Wade Benjamin S C, Joshi Shantanu H, Pirnia Tara, Leaver Amber M, Woods Roger P, Thompson Paul M, Espinoza Randall, Narr Katherine L
Imaging Genetics Center, University of Southern California.
Ahmanson-Lovelace Brain Mapping Center, Department of Neurology, UCLA.
Proc IEEE Int Symp Biomed Imaging. 2015 Apr;2015:92-96. doi: 10.1109/ISBI.2015.7163824.

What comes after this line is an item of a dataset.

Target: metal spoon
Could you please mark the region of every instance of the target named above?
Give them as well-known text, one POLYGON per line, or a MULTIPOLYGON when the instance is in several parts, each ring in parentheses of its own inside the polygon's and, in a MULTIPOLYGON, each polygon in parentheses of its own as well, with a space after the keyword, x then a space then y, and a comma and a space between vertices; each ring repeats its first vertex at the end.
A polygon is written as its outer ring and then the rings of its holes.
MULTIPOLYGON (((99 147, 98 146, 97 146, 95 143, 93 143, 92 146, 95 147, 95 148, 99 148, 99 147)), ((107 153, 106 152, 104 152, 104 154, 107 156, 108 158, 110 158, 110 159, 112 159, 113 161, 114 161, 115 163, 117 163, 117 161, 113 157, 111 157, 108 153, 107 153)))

Disorders of the central nervous system are often accompanied by brain abnormalities detectable with MRI. Advances in biomedical imaging and pattern detection algorithms have led to classification methods that may help diagnose and track the progression of a brain disorder and/or predict successful response to treatment. These classification systems often use high-dimensional signals or images, and must handle the computational challenges of high dimensionality as well as complex data types such as shape descriptors. Here, we used shape information from subcortical structures to test a recently developed feature-selection method based on regularized random forests to 1) classify depressed subjects versus controls, and 2) patients before and after treatment with electroconvulsive therapy. We subsequently compared the classification performance of high-dimensional shape features with traditional volumetric measures. Shape-based models outperformed simple volumetric predictors in several cases, highlighting their utility as potential automated alternatives for establishing diagnosis and predicting treatment response.
中枢神经系统疾病常常伴有可通过磁共振成像(MRI)检测到的脑部异常。生物医学成像和模式检测算法的进步催生了一些分类方法,这些方法可能有助于诊断和跟踪脑部疾病的进展以及预测对治疗的成功反应。这些分类系统通常使用高维信号或图像,并且必须应对高维度带来的计算挑战以及诸如形状描述符等复杂数据类型。在此,我们利用来自皮层下结构的形状信息,测试一种基于正则化随机森林的最新开发的特征选择方法,以1)对抑郁症患者与对照组进行分类,以及2)对接受电休克治疗前后的患者进行分类。随后,我们将高维形状特征的分类性能与传统的体积测量方法进行了比较。在几种情况下,基于形状的模型优于简单的体积预测器,凸显了其作为建立诊断和预测治疗反应的潜在自动化替代方法的效用。